Con el aislamiento de la oxitocina, el enorme emporio farmacéutico decidió hacer la prueba y de paso hacer dinero probándola en una población ingenua, que ajena a su papel de hamster colectivo, ni se enteró de la noche en que todas las aguas potables de la ciudad fueron perfumadas.
Los científicos se frotaban las manos de la expectación del enorme descubrimiento que lograrían con sus acciones, sería la primera ciudad libre de enredos y conflictos amorosos, con esposos obedientes, esposas recatadas, hijos devotos, empleados dedicados y libre de traidores, celosos o sospechosos.
De ahí, a la venta mundial y al estrellato, había solo un paso: el de la eliminación, gracias a la ciencia, del libre albedrío y la mercantilización despiadada de cualquier cosa que pudiera ser beneficiosa para los seres humanos para hacerla de acceso restringido. Por primera vez en la historia de la humanidad, la poción del amor, saldría del monopolio de Cupido o de la coincidencia, que viene a ser casi lo mismo, para entrar al servicio del dinero, en casos específicos y a gusto del cliente.
Esperaron toda la noche con la alerta clara de la adrenalina y a la mañana siguiente, libreta en mano, ojos rojizos y gabachas arrugadas, observaron por las pantallas lo que sus cámaras ocultas recogieron de cada rincón de la ciudad. Entonces los lápices empezaron a rodar…
Vieron que algunos, después de la ducha, tomaron la tantas veces atrasada decisión de irse al lado de sus amantes. Otros, tras el café matutino, regresaron al regazo materno y reconocieron con la cabeza gacha que el amor de madre era único y que nadie los querría jamás como ella los había querido. “Papito es todo para mí” se inmortalizó como el descubrimiento diario.
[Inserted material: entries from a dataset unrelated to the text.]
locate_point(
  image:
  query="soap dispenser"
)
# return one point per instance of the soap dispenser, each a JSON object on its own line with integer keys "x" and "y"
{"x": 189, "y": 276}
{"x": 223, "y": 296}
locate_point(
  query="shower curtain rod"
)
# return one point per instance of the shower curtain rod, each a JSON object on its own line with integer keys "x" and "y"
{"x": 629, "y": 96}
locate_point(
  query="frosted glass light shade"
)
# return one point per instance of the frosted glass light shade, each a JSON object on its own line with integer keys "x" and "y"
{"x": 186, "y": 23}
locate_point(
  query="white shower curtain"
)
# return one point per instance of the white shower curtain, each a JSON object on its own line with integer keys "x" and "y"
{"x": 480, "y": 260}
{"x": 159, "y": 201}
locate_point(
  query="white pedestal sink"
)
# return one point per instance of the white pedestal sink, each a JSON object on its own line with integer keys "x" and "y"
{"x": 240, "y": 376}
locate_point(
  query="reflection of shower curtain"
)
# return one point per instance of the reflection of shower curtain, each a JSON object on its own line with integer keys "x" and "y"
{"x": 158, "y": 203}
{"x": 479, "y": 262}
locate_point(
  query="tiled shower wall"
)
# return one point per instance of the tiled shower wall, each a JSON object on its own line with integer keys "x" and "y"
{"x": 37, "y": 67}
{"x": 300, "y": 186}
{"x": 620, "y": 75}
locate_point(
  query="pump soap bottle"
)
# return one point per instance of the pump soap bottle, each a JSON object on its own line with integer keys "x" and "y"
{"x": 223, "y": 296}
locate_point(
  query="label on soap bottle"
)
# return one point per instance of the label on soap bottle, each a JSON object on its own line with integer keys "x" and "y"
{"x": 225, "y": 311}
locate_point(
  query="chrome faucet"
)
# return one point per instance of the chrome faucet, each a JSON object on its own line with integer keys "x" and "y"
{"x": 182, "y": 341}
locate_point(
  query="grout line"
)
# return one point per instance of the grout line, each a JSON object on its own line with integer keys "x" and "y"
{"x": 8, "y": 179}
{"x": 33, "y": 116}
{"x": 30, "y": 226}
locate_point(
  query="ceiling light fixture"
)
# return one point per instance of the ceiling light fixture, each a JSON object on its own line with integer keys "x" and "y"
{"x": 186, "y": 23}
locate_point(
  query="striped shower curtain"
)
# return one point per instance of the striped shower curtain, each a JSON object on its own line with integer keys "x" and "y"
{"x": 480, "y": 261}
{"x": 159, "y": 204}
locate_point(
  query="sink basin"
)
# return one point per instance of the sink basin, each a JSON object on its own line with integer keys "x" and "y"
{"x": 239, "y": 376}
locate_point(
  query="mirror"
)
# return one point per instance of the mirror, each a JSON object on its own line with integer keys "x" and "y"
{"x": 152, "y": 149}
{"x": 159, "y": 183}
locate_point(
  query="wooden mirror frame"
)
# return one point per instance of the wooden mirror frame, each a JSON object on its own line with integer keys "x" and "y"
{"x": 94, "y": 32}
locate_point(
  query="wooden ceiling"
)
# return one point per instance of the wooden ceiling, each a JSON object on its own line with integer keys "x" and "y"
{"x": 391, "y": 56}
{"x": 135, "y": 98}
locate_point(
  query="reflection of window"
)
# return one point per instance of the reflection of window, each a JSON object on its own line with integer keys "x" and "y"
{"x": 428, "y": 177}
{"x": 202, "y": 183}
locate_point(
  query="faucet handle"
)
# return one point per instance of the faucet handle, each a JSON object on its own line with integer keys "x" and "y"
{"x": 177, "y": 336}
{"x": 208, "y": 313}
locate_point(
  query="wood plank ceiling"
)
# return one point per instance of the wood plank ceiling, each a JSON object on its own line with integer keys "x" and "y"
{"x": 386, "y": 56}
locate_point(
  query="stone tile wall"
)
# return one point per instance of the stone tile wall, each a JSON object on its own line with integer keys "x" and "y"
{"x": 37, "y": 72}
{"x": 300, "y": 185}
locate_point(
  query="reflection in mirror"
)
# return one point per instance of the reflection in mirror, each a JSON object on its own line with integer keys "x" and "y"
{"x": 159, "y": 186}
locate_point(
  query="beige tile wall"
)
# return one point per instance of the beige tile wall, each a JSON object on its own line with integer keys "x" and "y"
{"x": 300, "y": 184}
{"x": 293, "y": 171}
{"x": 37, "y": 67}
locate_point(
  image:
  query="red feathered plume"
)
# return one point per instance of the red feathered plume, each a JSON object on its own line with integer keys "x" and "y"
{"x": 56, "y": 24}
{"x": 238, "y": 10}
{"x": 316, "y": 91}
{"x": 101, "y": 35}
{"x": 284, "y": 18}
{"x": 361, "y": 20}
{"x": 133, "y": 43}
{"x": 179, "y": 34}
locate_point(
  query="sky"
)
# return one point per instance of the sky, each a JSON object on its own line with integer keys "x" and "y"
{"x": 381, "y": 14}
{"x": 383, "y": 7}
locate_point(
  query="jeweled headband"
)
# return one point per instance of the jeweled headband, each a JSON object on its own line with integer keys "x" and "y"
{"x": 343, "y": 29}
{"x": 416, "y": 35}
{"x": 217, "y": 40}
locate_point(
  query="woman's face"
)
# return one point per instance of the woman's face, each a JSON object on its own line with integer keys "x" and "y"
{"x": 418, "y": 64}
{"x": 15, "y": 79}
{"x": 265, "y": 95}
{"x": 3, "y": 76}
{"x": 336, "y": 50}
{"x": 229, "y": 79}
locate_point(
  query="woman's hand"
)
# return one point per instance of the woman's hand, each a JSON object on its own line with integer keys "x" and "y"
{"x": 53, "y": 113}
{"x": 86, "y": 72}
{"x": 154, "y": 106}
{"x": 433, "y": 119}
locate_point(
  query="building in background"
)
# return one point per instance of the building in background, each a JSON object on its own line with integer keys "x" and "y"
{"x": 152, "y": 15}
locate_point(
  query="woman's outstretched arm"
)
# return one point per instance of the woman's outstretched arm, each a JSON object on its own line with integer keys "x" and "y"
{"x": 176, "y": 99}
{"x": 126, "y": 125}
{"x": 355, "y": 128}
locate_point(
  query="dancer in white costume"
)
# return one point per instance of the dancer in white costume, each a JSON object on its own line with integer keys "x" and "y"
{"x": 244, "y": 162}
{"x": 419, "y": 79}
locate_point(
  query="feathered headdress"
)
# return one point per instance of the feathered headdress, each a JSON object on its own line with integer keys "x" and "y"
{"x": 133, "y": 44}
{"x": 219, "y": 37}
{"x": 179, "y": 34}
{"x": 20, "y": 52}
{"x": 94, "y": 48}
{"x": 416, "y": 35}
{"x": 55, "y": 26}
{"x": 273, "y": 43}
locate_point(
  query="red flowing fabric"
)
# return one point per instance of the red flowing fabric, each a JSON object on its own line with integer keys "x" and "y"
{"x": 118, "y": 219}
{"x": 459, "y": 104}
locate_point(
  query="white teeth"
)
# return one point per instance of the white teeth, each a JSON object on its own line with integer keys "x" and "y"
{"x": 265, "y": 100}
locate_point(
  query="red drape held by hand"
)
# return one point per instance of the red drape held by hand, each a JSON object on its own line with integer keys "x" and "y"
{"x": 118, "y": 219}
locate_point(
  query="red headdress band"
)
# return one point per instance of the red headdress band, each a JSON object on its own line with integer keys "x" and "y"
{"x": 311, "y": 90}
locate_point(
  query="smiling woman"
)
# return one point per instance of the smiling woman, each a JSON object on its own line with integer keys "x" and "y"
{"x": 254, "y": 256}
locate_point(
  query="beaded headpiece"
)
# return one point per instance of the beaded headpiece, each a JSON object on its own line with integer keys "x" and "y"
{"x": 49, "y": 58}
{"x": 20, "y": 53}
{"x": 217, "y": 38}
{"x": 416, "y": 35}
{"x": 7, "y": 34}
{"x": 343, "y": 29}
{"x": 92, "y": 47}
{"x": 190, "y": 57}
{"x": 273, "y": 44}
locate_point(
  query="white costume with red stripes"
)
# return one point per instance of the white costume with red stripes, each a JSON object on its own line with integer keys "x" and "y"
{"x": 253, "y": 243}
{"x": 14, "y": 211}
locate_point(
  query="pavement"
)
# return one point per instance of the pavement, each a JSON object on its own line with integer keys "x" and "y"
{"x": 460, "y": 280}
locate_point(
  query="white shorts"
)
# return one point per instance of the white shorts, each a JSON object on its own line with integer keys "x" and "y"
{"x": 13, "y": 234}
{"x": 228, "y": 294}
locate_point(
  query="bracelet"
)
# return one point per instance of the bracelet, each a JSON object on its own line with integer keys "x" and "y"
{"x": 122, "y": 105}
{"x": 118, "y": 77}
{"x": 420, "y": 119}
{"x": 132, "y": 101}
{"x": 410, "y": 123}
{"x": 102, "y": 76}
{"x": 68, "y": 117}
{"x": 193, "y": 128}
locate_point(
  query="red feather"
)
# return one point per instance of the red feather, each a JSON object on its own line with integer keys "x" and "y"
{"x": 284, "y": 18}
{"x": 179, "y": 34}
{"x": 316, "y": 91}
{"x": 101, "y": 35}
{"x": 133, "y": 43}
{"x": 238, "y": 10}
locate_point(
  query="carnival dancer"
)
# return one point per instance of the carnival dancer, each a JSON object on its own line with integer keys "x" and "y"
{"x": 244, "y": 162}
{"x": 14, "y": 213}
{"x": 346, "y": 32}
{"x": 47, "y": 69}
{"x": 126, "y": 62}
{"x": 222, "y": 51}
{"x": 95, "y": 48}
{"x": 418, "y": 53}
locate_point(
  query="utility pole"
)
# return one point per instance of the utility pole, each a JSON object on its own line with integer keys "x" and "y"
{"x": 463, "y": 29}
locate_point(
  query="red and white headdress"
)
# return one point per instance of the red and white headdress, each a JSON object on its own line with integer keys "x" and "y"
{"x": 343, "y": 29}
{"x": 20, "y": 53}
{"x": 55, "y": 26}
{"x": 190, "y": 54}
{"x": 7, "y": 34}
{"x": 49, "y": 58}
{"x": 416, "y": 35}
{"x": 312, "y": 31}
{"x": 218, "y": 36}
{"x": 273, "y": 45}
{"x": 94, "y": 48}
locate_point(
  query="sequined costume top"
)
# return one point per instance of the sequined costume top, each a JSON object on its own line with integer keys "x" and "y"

El alcalde, cuando aplacó el calor con un fresquito de limón, decidió autorizar matrimonios entre hijos y padres cuando mediaran razones edipales de peso. Se resucitaron los primeros amores. Los primos hermanos atropellaron los convencionalismos y se reencontraron. Las declaraciones de amores prohibidos, platónicos, imposibles y contraindicados barrieron con los tímidos.
Se dispararon las salidas del closet con el té de media mañana. Un grupo de nadadores se se manifestó por el amor libre con los animales. Más de uno amaneció abrazado la caja fuerte, a un osito de peluche ya casi olvidado, a su libreta de ahorros o sentado ante una tumba de algún familiar, amigo o conocido, a la que le decía que nunca lo debió haber abandonado y que enmendarían sus acciones.
Se extinguieron los solitarios. No faltaron los que le juraron amor eterno a su equipo, al televisor, a sus botellas de licor, a sus drogas, al auto de lujo, al logo de la empresa. Se vio gente paseando con sus libros de la mano. Artistas conversando con sus pinceles. Músicos despidiéndose de la cadena de sus instrumentos. Proletarios que renunciaban. Jornaleros que se le enfrentaban a sus amos y caían a tierra abrazándola como suya, después de tanto tiempo. La cofradía de los glotones que hicieron el hartazgo sacrosanto. Cobardes que, de repente, se tomaban en serio sus ideales. Vanidosos besándose con sus espejos. Sacerdotes dejando el hábito, laicos escuchando el llamado y pidiendo que se abrieran las puertas de los seminarios. Se demostró que era falso aquello de que no se le puede hablar ni querer a un objeto inanimado.
Y fue un caos.
– No sirvió- dijo uno, lamentándose del nobel que ya nunca tendrían.
– Es un fraude- agregó triste, otro, mientras vaciaba los tubos de ensayo.
– ¡Hemos hecho el ridículo!- se quejó el tercero, arrugando sus páginas de apuntes.
– No es eso- aclaró el más viejo- lo que se han revelado son las verdaderas lealtades: regresan a lo único que alguna vez han querido.